This is a roundabout way of asking the "which storage is more expensive for Hadoop - SAN or distributed DAS". If you can dial the FS replication factor down to 1 when using a SAN, then the storage cost equation favors SAN over default 3x replication factor on distributed DAS.
Answer by Ted Dunning · Mar 28, 2012 at 02:01 PM
Yes, there is a 3x cost to replication, but there is also a 3x performance increase and the increase in cost comes off of a baseline that is about 30x better than the net cost of most SAN storage. The net is that distributed local storage wins most price/performance comparisons very easily because of the massive residual advantage.
Your mileage will vary and a detailed comparison is a very complex computation, but with storage heavy nodes the numbers are hard to overcome.
As an example, with conventional hardware, 12 drives can move about a GB per second using MapR. With sufficient networking bandwidth, this gives you an aggregate bandwidth of about a TB/s for a 1000 node cluster. Smaller clusters also show very impressive performance. Even with stock Hadoop you can get about a third of this bandwidth which isn't all that shabby.
You mileage will vary, of course, and if somebody is giving you a big SAN for free and paying the power costs, you probably should come to a different answer. Likewise, if you are using EC2, their SAN is your only real choice for persistent storage.
Answer by Chris Almond · Mar 28, 2012 at 02:58 PM
Within the context of this thread, the what if a data node fails" question comes up. Here is my crack at an answer to that....
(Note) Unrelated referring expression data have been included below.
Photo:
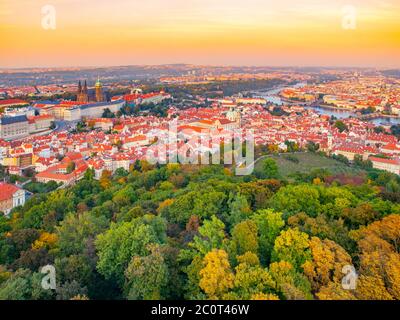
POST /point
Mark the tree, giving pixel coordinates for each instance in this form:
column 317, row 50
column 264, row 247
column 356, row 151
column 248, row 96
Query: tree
column 379, row 256
column 211, row 237
column 269, row 225
column 146, row 277
column 289, row 283
column 244, row 238
column 250, row 278
column 325, row 266
column 105, row 179
column 75, row 232
column 119, row 244
column 293, row 199
column 270, row 169
column 216, row 277
column 292, row 246
column 239, row 210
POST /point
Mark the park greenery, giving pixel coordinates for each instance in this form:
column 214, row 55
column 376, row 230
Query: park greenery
column 201, row 232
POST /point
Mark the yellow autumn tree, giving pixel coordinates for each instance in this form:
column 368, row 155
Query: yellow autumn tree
column 250, row 278
column 328, row 259
column 264, row 296
column 379, row 256
column 216, row 277
column 292, row 245
column 46, row 240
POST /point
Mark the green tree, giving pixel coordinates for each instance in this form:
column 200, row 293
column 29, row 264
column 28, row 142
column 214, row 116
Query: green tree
column 147, row 277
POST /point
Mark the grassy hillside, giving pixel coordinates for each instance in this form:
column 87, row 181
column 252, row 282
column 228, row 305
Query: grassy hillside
column 308, row 162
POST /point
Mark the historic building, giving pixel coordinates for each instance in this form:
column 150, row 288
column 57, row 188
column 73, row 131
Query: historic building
column 82, row 94
column 10, row 197
column 14, row 127
column 99, row 91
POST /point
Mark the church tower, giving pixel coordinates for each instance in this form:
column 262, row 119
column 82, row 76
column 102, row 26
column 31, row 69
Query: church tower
column 82, row 94
column 99, row 91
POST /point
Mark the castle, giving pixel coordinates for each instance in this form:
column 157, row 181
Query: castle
column 83, row 92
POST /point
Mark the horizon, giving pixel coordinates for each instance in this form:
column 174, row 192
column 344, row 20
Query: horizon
column 230, row 33
column 201, row 65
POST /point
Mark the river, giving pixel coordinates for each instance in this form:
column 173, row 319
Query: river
column 273, row 97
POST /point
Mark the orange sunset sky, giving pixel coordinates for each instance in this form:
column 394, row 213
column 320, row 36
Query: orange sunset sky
column 214, row 32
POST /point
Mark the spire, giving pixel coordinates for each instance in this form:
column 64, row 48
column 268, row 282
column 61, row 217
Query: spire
column 98, row 83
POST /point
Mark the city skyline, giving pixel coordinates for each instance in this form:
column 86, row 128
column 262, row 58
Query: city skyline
column 227, row 33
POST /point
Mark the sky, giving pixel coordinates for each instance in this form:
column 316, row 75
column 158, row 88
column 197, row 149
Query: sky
column 205, row 32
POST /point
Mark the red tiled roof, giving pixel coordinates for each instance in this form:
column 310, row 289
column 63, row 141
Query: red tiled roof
column 7, row 191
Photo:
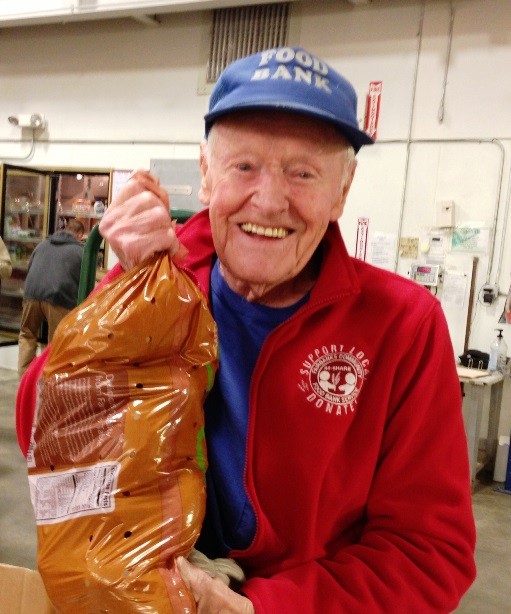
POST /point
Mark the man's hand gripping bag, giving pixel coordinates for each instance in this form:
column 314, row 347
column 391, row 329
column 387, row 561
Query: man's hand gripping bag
column 117, row 459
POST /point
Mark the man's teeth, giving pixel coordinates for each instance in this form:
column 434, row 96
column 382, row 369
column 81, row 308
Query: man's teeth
column 278, row 233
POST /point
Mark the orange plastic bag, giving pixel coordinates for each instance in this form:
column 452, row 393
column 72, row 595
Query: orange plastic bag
column 117, row 459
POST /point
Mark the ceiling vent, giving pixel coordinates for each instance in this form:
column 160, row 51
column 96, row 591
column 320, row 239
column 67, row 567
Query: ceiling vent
column 237, row 32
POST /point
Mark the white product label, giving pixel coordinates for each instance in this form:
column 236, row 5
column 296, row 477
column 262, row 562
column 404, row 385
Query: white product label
column 61, row 495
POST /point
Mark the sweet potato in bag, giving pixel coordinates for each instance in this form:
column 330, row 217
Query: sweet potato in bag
column 117, row 458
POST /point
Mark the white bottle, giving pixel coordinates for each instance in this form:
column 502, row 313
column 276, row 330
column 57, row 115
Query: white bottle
column 498, row 354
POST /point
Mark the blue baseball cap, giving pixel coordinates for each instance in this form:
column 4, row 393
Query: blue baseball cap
column 288, row 79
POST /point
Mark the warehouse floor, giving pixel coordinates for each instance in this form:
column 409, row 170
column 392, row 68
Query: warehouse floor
column 492, row 509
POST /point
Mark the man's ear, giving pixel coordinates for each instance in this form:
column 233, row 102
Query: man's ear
column 204, row 190
column 338, row 207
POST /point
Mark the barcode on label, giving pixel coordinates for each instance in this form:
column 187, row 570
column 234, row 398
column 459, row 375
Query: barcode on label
column 62, row 495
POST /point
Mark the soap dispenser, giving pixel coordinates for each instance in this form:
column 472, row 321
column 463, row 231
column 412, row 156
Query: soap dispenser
column 498, row 353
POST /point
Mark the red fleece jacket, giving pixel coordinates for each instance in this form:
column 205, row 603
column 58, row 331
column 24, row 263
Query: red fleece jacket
column 357, row 463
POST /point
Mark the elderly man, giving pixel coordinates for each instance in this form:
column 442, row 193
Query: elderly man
column 338, row 475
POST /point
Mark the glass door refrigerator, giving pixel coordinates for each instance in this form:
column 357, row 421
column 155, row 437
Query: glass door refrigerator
column 34, row 204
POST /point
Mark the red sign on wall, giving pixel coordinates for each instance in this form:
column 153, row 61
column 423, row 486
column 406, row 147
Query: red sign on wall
column 372, row 113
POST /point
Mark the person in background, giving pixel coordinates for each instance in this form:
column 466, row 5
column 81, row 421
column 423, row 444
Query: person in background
column 51, row 287
column 338, row 473
column 5, row 261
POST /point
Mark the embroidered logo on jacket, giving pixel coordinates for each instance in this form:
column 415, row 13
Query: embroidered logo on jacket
column 332, row 378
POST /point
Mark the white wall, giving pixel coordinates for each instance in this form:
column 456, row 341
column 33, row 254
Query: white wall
column 117, row 94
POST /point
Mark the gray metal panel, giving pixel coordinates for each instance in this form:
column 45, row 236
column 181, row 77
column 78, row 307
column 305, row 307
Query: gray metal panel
column 181, row 179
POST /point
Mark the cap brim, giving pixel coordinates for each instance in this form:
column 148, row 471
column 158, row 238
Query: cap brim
column 354, row 136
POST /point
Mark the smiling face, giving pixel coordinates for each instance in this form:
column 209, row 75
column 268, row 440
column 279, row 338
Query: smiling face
column 272, row 181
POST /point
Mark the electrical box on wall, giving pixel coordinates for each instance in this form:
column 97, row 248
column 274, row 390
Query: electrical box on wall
column 445, row 213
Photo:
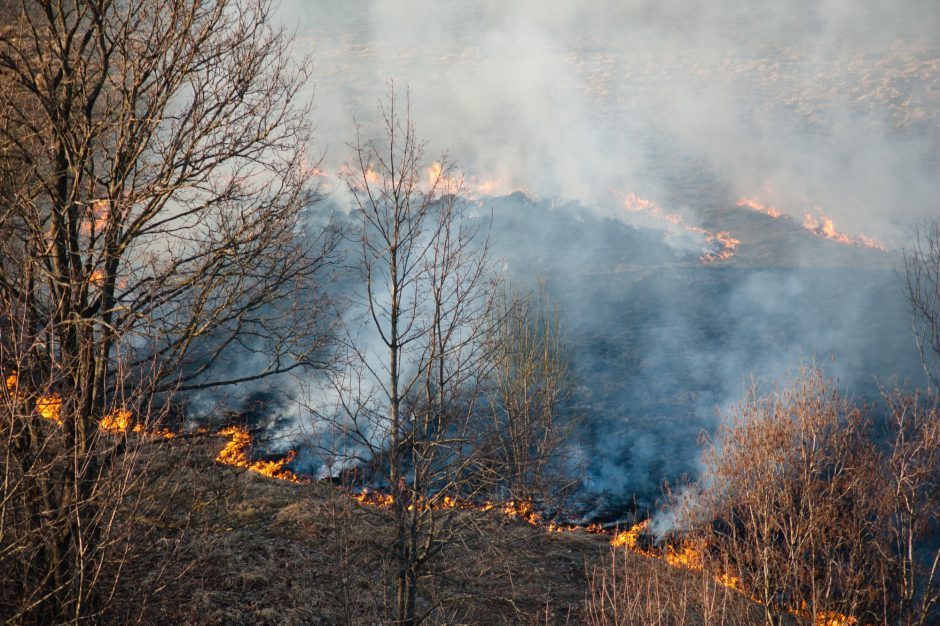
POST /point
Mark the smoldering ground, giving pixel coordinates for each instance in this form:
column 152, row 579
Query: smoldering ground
column 816, row 108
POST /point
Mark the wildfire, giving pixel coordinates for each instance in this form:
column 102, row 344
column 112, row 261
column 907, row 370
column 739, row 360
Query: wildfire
column 722, row 243
column 754, row 205
column 473, row 187
column 236, row 453
column 824, row 227
column 50, row 407
column 690, row 555
column 818, row 224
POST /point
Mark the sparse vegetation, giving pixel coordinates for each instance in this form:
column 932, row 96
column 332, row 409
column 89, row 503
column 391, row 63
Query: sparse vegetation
column 155, row 190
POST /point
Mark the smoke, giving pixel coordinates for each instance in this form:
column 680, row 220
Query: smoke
column 829, row 106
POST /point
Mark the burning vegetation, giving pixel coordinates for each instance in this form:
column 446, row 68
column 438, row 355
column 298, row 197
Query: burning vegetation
column 722, row 245
column 815, row 222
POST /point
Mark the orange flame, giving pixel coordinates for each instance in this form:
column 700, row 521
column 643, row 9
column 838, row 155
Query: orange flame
column 236, row 453
column 723, row 244
column 754, row 205
column 819, row 224
column 50, row 407
column 117, row 420
column 825, row 227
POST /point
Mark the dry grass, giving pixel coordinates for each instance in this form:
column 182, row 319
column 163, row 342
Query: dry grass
column 243, row 549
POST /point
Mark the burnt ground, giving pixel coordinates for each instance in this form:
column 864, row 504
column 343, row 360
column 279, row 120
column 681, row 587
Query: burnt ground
column 221, row 545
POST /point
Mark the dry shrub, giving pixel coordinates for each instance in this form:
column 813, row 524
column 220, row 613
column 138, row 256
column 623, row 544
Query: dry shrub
column 652, row 593
column 821, row 512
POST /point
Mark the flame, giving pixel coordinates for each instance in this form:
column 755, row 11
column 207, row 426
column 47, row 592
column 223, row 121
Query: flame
column 50, row 407
column 236, row 453
column 440, row 180
column 754, row 205
column 690, row 555
column 824, row 227
column 722, row 243
column 117, row 420
column 818, row 224
column 97, row 217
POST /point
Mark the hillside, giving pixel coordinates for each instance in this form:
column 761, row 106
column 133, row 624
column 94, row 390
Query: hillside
column 240, row 548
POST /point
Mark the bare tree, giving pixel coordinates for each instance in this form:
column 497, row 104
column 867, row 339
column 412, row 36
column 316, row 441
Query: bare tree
column 922, row 280
column 807, row 507
column 413, row 380
column 153, row 169
column 529, row 382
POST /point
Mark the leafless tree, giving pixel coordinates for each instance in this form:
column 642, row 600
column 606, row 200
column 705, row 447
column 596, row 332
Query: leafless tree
column 527, row 387
column 154, row 176
column 412, row 385
column 806, row 506
column 922, row 280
In a typical cluster using distributed DAS with “N” replication factor:
The cluster re-replicates the data blocks associated with the failed data node by sourcing an existing replica node and writing to a new replica node until Nx replication factor is restored.
In an atypical cluster that is using shared storage…
If replication factor is still > 1, then I’m thinking same thing happens as above, assuming the data nodes in the cluster see the SAN LUNs as local DAS devices… the cluster re-replicates the data from the SAN based “disk” devices associated with the failed data node by sourcing an existing replica node and writing to a new replica node until Nx replication factor is restored.
If replication factor = 1 (single copy), then I’m thinking the hadoop cluster will see that as a data loss because it will think the only replica of the data stored “on” that node has been lost, when in fact the SAN based “disks” mounted by the failed node are not affected by the node failure.
If my assumptions are correct, then using shared storage for hadoop doesn’t win us anything unless the hadoop distribution is smart enough see a data node failure as not affecting storage components locally assigned to it, and it must have the ability to reassign those local storage components to a healthy compute node.